Justiça considera inconstitucional taxa de turismo para ônibus fretados em Ubatuba

Por Thais Perez | Ubatuba
| Tempo de leitura: 2 min
PMU
Prefeitura de Ubatuba
Prefeitura de Ubatuba

A Justiça concedeu liminar declarando inconstitucional a cobrança da taxa de turismo em Ubatuba. Na decisão, o relator do Tribunal de Justiça do Estado de São Paulo, James Siano, suspendeu a exigibilidade das taxas até o julgamento definitivo da ação. O pedido foi movido pela Abrafrec (Associação Brasileira dos Fretadores Colaborativos).

No documento, o relator diz que "embora a lei denomine a cobrança como preço público, trata-se, na verdade, de taxa". De acordo com a Prefeitura de Ubatuba, as taxas definidas eram de R$ 3 para motocicletas, R$ 10 para veículos de passeio, R$ 15 para caminhonetes e entre R$ 30 e R$ 70 para ônibus.

“As taxas cobradas inviabilizavam o fretamento, uma vez que eram caras, aumentando significativamente o valor cobrado dos passageiros. O pagamento beneficiava o monopólio das empresas de ônibus, que tentam a todo momento impedir a concorrência, em especial no setor que cresce com a chegada da tecnologia”, afirma Marcelo Nunes, presidente da associação.

A Prefeitura de Ubatuba foi acionada para comentar o assunto e afirma que ainda não foi citada oficialmente, mas que respeita a decisão judicial e tomará as medidas cabíveis quando for necessário.

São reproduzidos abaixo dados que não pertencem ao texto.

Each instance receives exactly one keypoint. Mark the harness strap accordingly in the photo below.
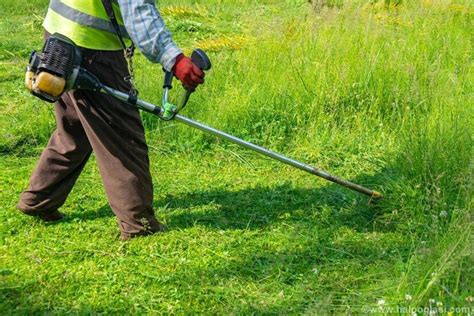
(129, 51)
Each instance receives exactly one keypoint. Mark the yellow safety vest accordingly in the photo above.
(86, 23)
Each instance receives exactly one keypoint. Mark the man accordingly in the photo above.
(88, 121)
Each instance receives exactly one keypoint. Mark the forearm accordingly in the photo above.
(147, 30)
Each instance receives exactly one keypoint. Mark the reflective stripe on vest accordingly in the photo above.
(85, 23)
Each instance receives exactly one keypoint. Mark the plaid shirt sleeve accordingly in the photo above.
(147, 30)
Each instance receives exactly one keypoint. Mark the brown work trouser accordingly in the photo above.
(86, 122)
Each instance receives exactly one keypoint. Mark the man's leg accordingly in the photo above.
(60, 164)
(116, 134)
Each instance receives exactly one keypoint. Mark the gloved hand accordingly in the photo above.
(188, 73)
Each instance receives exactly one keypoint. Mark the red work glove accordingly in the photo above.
(188, 73)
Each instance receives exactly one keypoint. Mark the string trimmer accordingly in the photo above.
(75, 77)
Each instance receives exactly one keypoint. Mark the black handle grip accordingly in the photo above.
(168, 80)
(200, 59)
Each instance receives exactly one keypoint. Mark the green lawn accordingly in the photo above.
(377, 93)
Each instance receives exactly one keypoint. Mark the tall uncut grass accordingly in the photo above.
(380, 92)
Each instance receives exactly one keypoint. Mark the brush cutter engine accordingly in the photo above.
(55, 69)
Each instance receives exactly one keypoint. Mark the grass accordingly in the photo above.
(378, 92)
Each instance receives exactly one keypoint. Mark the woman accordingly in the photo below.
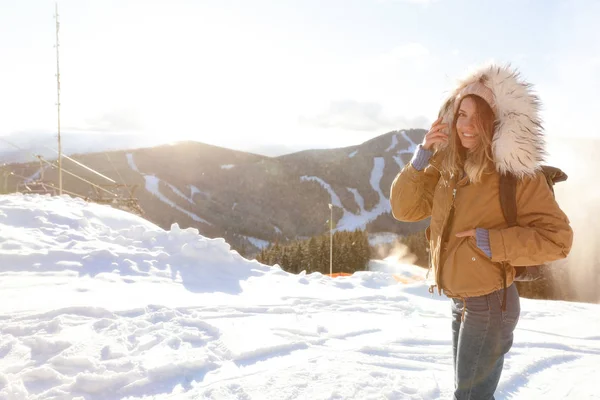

"Trata-se de uma lei de 2014 que estabelece a cobrança de um preço público que dispõe sobre entrada, permanência e estacionamento de transporte de passageiros de fins turísticos. Salientamos que não é uma taxa de turismo. Essa lei está em vigor desde 2014 até os dias atuais", completa a nota.

HISTÓRICO
Recentemente, outra decisão no município de São Sebastião foi favorável ao setor de viagens por fretamento. Por meio de uma ação movida pela empresa Pindatur Transporte e Turismo, a taxa de turismo passou a não ser cobrada no local. A taxa era uma forma de impor restrições ao exercício de direitos individuais, o que foi definido pelo judiciário como inconstitucional. A decisão foi do relator Tasso de Melo, no dia 31 de agosto.